L’ancien modèle dit que le lupus a changé son visage et sa vie.

Après près d’une décennie de lutte contre le lupus, Antonette Currie est finalement Signons la paix avec la façon dont la maladie auto-immune a changé son visage et changé le cours de sa vie.

“Je me sentais moche”, se souvient Currie. “J’ai senti que personne ne me parlerait. J’ai senti que les gens me regardaient, comme: “Qu’est-ce que c’est sur ton visage? “

En 2007, Currie, maintenant 33, a travaillé comme un modèle à temps partiel, quand ses cheveux ont commencé à tomber et se sentait si fatigué qu’il était dur.

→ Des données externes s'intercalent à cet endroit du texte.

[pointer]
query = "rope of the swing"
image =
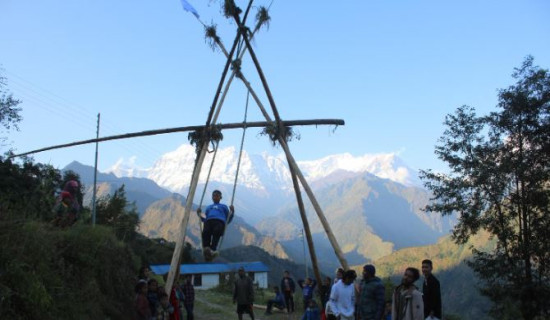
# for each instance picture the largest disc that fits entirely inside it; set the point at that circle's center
(206, 185)
(238, 168)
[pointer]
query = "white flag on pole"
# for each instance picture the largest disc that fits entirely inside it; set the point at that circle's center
(189, 8)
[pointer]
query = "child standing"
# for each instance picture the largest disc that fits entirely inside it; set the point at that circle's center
(278, 302)
(216, 216)
(312, 311)
(307, 286)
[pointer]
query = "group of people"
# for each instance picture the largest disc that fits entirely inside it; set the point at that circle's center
(347, 299)
(153, 303)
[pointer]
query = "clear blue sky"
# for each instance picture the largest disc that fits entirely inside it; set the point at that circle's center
(391, 69)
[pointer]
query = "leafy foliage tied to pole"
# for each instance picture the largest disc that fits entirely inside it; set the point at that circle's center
(274, 131)
(213, 135)
(499, 180)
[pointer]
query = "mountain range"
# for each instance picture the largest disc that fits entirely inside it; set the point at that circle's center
(372, 202)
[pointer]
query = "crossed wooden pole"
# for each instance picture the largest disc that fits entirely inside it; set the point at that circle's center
(295, 171)
(297, 176)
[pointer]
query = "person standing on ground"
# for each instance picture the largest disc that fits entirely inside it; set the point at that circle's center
(243, 295)
(342, 297)
(371, 295)
(407, 300)
(288, 287)
(324, 293)
(278, 302)
(431, 291)
(141, 304)
(188, 296)
(307, 285)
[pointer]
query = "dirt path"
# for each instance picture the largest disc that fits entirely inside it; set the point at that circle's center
(206, 310)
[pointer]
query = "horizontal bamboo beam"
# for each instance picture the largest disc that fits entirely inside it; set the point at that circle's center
(255, 124)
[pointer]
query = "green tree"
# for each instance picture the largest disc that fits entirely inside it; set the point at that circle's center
(499, 180)
(115, 211)
(27, 190)
(9, 110)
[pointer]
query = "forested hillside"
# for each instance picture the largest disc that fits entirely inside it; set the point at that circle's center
(80, 271)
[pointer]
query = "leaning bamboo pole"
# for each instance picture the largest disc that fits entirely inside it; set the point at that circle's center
(290, 158)
(176, 257)
(316, 206)
(305, 223)
(237, 125)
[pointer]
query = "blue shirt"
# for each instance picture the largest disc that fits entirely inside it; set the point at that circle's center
(216, 211)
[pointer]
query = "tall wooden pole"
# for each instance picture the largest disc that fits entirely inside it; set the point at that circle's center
(292, 163)
(307, 230)
(95, 174)
(290, 158)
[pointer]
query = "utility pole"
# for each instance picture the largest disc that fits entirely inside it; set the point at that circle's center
(95, 173)
(305, 256)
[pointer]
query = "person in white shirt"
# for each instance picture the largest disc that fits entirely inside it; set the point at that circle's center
(342, 297)
(407, 301)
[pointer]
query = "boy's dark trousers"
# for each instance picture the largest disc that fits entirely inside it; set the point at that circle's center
(273, 303)
(289, 301)
(213, 230)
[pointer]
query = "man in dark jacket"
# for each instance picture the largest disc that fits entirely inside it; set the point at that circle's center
(371, 298)
(243, 295)
(431, 291)
(288, 287)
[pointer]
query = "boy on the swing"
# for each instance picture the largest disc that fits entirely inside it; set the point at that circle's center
(217, 215)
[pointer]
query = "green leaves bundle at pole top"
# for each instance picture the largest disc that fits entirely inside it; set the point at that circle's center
(499, 180)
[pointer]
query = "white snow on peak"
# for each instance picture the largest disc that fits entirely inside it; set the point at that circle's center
(128, 168)
(174, 169)
(383, 165)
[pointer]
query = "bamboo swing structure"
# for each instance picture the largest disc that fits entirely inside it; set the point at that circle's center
(280, 127)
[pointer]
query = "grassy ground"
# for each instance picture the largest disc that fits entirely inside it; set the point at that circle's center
(218, 305)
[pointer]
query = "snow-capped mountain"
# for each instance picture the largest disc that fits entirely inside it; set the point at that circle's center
(261, 172)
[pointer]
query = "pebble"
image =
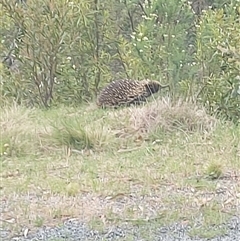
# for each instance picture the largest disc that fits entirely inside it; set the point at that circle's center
(74, 230)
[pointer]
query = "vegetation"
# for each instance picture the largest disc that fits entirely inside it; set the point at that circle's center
(178, 150)
(63, 52)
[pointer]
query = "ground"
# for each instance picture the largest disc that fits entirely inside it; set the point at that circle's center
(163, 162)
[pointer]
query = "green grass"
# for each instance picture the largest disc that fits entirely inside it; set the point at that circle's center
(111, 166)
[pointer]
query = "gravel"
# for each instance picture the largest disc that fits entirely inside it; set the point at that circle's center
(74, 230)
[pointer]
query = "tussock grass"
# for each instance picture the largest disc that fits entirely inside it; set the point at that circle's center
(132, 164)
(171, 116)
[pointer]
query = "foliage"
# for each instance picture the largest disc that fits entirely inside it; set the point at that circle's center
(218, 58)
(65, 51)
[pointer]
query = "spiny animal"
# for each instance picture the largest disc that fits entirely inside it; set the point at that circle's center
(126, 92)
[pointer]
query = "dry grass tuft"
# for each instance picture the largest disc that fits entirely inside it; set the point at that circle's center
(171, 116)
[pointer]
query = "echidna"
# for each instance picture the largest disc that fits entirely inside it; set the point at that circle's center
(126, 92)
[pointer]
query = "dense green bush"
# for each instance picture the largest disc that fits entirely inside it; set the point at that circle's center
(68, 50)
(218, 55)
(65, 51)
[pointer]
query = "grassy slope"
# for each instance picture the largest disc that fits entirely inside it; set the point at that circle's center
(105, 166)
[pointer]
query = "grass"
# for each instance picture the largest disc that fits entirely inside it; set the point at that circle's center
(113, 166)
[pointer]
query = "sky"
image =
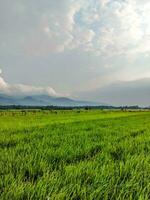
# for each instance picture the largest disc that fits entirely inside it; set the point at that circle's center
(64, 47)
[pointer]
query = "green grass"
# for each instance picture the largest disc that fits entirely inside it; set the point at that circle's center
(74, 155)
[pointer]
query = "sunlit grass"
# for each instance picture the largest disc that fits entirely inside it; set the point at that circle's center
(74, 155)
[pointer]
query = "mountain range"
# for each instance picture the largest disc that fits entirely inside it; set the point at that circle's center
(43, 100)
(121, 93)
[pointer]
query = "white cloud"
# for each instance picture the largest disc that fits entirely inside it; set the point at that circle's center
(21, 89)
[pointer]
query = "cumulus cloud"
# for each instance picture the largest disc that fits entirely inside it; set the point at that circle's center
(20, 89)
(112, 32)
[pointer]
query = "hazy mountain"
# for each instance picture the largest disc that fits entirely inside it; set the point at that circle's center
(122, 93)
(43, 100)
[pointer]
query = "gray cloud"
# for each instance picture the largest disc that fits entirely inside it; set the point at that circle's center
(74, 44)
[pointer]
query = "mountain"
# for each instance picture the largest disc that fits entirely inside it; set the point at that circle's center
(43, 100)
(122, 93)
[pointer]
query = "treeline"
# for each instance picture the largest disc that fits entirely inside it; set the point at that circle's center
(18, 107)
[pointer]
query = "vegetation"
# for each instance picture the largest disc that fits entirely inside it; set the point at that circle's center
(78, 154)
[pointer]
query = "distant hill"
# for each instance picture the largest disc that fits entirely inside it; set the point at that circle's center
(121, 93)
(43, 100)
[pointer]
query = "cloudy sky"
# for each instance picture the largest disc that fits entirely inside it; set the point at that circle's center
(63, 47)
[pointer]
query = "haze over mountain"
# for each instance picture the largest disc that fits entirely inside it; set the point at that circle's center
(135, 92)
(43, 100)
(62, 48)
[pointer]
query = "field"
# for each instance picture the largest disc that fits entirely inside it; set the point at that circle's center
(93, 154)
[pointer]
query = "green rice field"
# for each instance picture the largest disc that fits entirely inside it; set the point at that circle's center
(73, 155)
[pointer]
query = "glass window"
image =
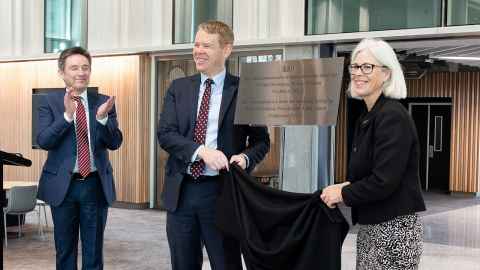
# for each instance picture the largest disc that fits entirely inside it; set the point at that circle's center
(65, 24)
(461, 12)
(190, 13)
(343, 16)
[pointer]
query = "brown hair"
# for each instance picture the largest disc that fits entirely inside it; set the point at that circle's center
(71, 51)
(224, 31)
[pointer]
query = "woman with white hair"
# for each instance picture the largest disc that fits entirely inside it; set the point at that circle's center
(383, 185)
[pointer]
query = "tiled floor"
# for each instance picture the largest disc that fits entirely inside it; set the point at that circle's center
(135, 239)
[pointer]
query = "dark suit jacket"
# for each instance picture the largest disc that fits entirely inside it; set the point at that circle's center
(57, 136)
(383, 167)
(176, 128)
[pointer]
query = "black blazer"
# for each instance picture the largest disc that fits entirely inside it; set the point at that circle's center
(383, 167)
(176, 127)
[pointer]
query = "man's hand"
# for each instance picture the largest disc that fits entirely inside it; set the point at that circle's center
(240, 160)
(69, 103)
(105, 108)
(332, 195)
(214, 159)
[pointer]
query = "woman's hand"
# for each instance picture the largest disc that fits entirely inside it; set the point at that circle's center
(332, 195)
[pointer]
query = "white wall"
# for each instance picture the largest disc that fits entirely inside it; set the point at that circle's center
(21, 28)
(268, 19)
(123, 24)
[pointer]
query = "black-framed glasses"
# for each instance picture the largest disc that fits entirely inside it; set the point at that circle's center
(365, 68)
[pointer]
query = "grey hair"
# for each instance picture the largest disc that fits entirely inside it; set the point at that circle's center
(395, 86)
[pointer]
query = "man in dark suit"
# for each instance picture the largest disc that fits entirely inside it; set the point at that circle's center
(77, 127)
(197, 130)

C’est alors qu’il a été diagnostiqué.

“Je n’avais aucune idée, je ne savais pas ce que Lupus était, je n’avais jamais entendu parler de cela”, a déclaré Currie.

Pour 2013, Currie a cessé de modeler, après que le désordre a commencé à laisser des cicatrices profondes sur ses joues.

Currie présente une forme rare et particulièrement grave de maladie auto-immune, la panniculite due au lupus.

Il a commencé à attaquer et à détruire le collagène et les tissus adipeux sous sa peau,

laissant des rides profondes sur votre peau qu’aucune quantité de maquillage ne pourrait cacher.

“C’était dévastateur”, dit Currie.

Dr. Mohammad Kamran, un rhumatologue à WellStar Atlanta, dit que le lupus frappe les jeunes femmes, particulièrement les Afro-américaines comme Antonette, particulièrement, affectant durement leur peau, leurs articulations et leurs organes.

Les femmes de couleur sont 2 à 3 fois plus susceptibles de lutter contre le lupus que les femmes de race blanche.

“C’est un défi”, déclare le Dr Kamran. “C’est un défi, car ces patients sont très jeunes, la maladie est très complexe et les médicaments peuvent être très toxiques. Par conséquent, vous devez prendre en compte plusieurs aspects de cela. “

Les changements dans son apparence et les problèmes de santé auxquels il a été confronté ont plongé Currie dans une dépression de deux ans.

“C’était beaucoup, tout ce qui s’est passé”, dit-elle. “Parce que ce n’est pas mon visage naturel. Alors, perdre la graisse sur mon visage et l’avoir maintenant et avoir cette énorme cicatrice sur le visage était quelque chose que je devais saisir. “

Elle y arrive, dans l’espoir de transformer sa terrible expérience en “témoignage”.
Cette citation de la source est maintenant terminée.